Friday, January 1, 2021

Happy New Year To All

Well, as far as years go, 2020 was pretty much a stinker.  It was one of the toughest we've ever experienced around here and there have been some tough ones in recent years.  This year, my spouse has battled serious health issues which started around this time in the last year.  She's endured a lot this year, but she is bouncing back and doing well, so at least we are ending 2020 in better shape than we ended 2019 and hopefully, things will continue to improve.  For those who were aware of things, we appreciate all the good thoughts and prayers sent her way.  She is my rock and my reason to be and not only that, she enjoys the blues and has encouraged me to enjoy them as much as I possibly can over the years.  

I apologize for the lack of posts over the past few weeks.  I don't get a lot of traffic on the site anymore, but I really appreciate what I do get and I know those who visit love the blues as much as I do.  I hope to have more time and to do much better in 2021.  The picture shows what I will be doing tomorrow to celebrate New Year's Day.  I'm still in an old blues mood and I have really enjoyed listening to these discs since the summer....believe it or not, I had not listened to much Big Bill Broonzy over the years, but based on what I've just been listening to, I will be finding more as soon as I can.  

Meanwhile, my daughter and son-in-law gave me one of their record players.....the first one I've had since I was a kid.  They also gave me a few used albums to listen to for Christmas, but I also gave myself a Christmas present.....a 45 recording from Robert Nighthawk recorded by George Mitchell just three months before he passed away in 1967.  I wasn't sure what to expect, but he sounds just as good on these three tracks (Side A is "Canned Heat, Side B is "Nighthawk Boogie" and "Down By The Woodshed") as he did on all of his other recordings.  His slide guitar play just gives me goose bumps on my goose bumps.

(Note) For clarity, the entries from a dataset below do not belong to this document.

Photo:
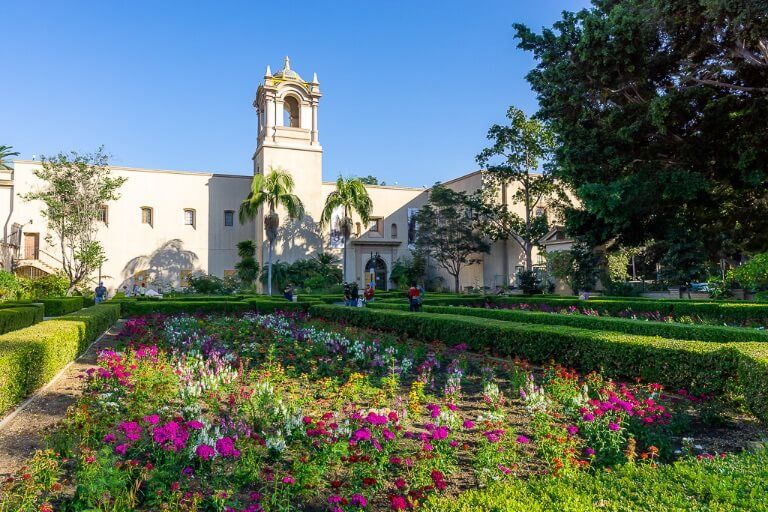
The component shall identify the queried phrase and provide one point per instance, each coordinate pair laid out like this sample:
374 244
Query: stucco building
168 224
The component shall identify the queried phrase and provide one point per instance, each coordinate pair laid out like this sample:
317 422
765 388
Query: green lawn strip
735 483
32 356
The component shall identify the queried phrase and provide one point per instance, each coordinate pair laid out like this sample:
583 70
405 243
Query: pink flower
398 503
205 452
226 448
358 500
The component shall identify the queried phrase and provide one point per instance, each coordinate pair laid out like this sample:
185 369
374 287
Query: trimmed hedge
171 306
32 356
13 319
626 325
728 312
737 482
700 366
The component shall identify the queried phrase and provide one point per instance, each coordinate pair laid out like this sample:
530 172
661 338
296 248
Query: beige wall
168 246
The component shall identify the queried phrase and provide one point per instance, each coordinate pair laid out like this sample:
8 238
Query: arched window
291 112
146 215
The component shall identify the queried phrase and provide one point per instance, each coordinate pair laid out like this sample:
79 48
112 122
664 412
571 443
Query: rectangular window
104 214
189 217
146 215
184 277
376 225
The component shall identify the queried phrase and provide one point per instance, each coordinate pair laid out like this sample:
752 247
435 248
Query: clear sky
409 88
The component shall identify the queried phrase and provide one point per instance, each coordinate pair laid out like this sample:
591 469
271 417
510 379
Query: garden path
23 430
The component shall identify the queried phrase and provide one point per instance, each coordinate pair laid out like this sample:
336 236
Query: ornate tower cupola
287 108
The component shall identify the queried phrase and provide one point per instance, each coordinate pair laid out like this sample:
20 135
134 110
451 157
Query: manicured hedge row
699 366
730 312
644 328
737 482
13 319
171 306
30 357
54 306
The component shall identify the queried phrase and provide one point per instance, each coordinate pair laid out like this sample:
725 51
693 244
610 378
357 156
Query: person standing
100 292
414 298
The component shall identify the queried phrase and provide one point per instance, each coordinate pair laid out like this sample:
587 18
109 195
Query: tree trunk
269 270
528 256
344 262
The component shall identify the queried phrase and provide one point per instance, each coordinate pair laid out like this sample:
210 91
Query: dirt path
23 433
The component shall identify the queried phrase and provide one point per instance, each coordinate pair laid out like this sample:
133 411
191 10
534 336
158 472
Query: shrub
727 484
32 356
702 366
641 327
12 319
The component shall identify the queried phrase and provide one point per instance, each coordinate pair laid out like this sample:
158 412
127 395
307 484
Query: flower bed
279 412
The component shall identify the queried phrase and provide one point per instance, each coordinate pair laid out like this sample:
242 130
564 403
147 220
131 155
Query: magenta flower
205 452
358 500
226 448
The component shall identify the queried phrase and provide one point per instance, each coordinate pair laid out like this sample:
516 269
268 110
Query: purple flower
358 500
205 452
226 448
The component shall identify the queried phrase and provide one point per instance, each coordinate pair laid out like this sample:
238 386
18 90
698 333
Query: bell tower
286 107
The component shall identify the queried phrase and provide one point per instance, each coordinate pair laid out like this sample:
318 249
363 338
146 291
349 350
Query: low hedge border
168 306
13 319
626 325
32 356
695 365
54 306
736 482
728 312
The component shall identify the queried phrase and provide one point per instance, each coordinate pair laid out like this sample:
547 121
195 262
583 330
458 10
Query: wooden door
31 245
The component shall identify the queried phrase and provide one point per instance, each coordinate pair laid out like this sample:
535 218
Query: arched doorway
376 270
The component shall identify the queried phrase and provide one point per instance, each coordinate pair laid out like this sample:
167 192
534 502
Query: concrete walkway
23 430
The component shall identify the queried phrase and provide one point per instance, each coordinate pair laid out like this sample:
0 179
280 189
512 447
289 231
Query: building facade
169 224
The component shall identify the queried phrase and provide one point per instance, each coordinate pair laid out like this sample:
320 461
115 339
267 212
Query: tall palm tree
271 190
5 152
352 197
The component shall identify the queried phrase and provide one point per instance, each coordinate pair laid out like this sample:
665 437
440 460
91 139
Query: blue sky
410 88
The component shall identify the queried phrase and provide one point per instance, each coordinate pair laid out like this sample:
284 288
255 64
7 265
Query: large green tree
351 197
74 189
449 233
271 191
660 109
514 161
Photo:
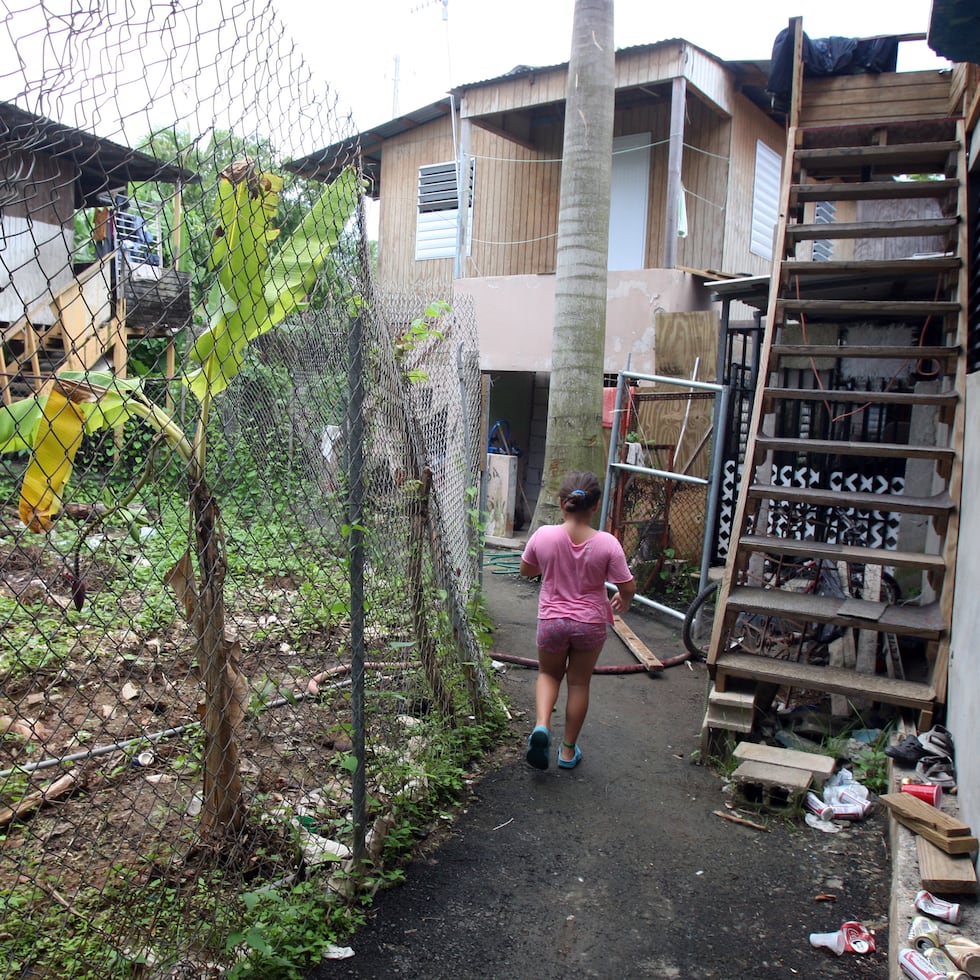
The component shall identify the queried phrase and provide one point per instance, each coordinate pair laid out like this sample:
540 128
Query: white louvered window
438 212
823 250
765 199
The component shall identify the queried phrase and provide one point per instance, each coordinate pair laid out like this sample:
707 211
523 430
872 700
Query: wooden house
56 311
696 165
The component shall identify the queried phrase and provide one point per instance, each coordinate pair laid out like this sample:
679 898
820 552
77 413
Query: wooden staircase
855 448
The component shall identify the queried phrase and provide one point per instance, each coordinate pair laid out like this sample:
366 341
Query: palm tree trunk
574 434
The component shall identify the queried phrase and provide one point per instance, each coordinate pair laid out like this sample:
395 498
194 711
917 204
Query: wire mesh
237 554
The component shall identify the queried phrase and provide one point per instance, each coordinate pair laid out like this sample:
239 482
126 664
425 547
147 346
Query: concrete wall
515 317
963 716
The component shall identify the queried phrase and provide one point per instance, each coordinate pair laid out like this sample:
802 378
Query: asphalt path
620 868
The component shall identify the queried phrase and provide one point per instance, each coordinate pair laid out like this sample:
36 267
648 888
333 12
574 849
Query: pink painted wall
515 316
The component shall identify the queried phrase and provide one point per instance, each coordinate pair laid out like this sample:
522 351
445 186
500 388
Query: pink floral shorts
569 635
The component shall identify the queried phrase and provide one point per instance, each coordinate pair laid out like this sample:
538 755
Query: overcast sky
480 39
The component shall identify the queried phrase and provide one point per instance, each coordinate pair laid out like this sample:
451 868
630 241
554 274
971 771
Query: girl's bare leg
551 669
578 677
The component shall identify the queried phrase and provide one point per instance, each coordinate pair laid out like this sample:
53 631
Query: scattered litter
852 937
827 826
338 952
915 965
938 908
844 798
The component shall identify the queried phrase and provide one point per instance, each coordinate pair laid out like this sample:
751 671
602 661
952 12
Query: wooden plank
881 351
636 646
903 620
940 399
943 873
787 673
905 806
937 504
819 766
872 190
839 230
879 449
865 309
765 774
900 268
772 544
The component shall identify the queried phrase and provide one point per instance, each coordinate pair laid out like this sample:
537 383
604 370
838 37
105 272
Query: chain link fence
238 544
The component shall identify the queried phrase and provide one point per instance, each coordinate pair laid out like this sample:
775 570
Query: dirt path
619 869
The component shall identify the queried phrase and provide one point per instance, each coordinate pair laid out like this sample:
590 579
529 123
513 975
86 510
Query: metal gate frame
615 467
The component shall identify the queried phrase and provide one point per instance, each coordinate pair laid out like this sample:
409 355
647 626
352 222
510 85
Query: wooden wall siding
849 99
399 204
515 215
37 239
680 424
704 175
749 124
515 220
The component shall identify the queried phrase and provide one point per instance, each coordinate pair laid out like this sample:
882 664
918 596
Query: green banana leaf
273 287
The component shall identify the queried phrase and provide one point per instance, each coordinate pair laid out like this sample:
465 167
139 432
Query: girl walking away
574 561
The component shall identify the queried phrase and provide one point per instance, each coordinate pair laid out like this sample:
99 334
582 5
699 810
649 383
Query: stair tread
940 503
835 680
894 155
876 397
902 620
869 190
886 351
868 307
870 449
775 545
908 227
870 267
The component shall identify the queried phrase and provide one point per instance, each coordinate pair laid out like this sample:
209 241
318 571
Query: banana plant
255 287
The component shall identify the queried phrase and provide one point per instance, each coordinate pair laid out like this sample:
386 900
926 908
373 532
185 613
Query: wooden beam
636 646
675 159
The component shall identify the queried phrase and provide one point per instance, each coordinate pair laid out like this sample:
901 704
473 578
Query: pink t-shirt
573 576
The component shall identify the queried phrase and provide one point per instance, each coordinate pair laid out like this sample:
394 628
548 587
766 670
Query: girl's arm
624 595
529 570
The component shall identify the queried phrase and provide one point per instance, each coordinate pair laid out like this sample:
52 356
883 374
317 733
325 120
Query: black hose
600 669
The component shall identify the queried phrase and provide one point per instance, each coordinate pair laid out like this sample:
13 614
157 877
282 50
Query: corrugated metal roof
102 164
325 164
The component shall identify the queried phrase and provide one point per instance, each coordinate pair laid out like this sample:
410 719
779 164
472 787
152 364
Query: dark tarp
826 56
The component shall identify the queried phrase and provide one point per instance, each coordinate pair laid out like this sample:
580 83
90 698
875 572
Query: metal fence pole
355 506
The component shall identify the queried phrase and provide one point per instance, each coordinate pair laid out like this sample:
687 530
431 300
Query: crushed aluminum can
815 805
923 934
938 908
916 966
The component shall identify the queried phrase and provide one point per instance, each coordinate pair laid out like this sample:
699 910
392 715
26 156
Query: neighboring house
696 171
57 312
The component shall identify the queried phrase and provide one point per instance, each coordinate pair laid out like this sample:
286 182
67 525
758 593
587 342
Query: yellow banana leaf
59 434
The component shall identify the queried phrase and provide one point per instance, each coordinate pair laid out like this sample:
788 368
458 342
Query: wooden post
675 159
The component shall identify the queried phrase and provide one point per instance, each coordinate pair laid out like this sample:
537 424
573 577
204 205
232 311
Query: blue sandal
538 744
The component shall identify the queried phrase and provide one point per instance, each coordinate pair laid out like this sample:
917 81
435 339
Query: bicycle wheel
699 621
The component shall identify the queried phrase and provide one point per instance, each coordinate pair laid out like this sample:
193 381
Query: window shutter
438 211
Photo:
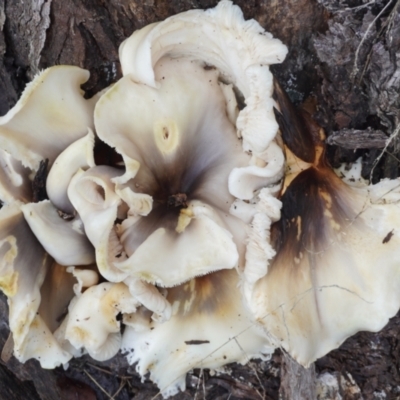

On a sad note, the blues world lost a good one on Christmas Eve, when Mississippi blues man Kern Pratt passed away.  He had been in ICU for a couple of weeks battling pancreatitis when he contracted COVID.  We reviewed his most recent release, the excellent Greenville, MS.....What About You? a few months ago, and he released a great single with Will Wesley, "A New Kind Of Blues," that addressed all of the madness and chaos that we all had to deal with last's a bit ironic now since that's what took him away from us.  I had recently contacted Pratt and we had discussed doing a Ten Questions in the coming months, but he got sick a few weeks later.  He will be much missed on the Mississippi blues scene for sure.

Anyway, that's all for now.  Hopefully, we will have a Top Twenty List for 2020 in a few weeks and maybe pay tribute to those we lost over the past year, plus more correspondence in-between.  Have a Happy 2021!!